Despite rising tensions between Iran and Europe, the Louvre in Paris and the Iranian government are moving forward with plans to collaborate on a series of exhibitions, archaeological projects, publications, and other initiatives over the next four years. The two countries first agreed to the multiyear cultural exchange in 2016 during Iranian president Hassan Rouhani’s visit to France after the signing of the nuclear deal.
To mark the eightieth anniversary of Iran’s National Museum, the Louvre has loaned around fifty masterpieces from its collection to the institution for an exhibition that has been billed as the first large-scale exhibition by a major Western museum in Iran. According to the Louvre, the show is “an outstanding cultural and diplomatic event for both countries.”
Among the items that were transported to Iran for the show are a 2,400-year-old Egyptian Sphinx, a bust of the Roman Emperor Marcus Aurelius, and drawings by Rembrandt and Eugène Delacroix. Only two artifacts on loan are actually Iraniana bronze ax from the ancient city of Chogha Zanbil and a flag from Lurestan, a province in western Iran.
The French foreign minister Jean-Yves Le Drian and the president of the Louvre, Jean-Luc Martinez, attended the show’s opening on Monday, March 5. Le Drian was also in Iran to meet with officials regarding the country’s missile program since US President Donald Trump recently imposed a May deadline for amending the 2015 international agreement regarding the country’s nuclear capacities. Trump’s threat to re-impose sanctions has kept European banks and companies from working with Iran and may have scared off sponsors for the exhibition.
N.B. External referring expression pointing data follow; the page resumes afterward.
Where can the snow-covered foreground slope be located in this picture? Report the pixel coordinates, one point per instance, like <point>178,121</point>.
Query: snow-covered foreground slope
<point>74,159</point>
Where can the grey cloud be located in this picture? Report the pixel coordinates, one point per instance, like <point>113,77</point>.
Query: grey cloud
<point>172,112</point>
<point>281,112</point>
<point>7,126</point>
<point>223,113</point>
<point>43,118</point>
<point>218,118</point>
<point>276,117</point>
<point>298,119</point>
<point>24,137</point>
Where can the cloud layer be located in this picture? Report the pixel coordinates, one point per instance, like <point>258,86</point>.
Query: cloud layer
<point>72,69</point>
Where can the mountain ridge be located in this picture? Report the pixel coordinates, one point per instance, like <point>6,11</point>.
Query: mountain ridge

For Martinez, the Louvre and the National Museum were able to push forward with the show because of the history of cultural diplomacy between the two nations. “Relations between France and Iran are old and profound because France was a pioneer of archaeological exploration here,” Martinez told the AFP. “This completely unprecedented exhibition allows us to make the link between this glorious moment and relations that date back to the nineteenth century.”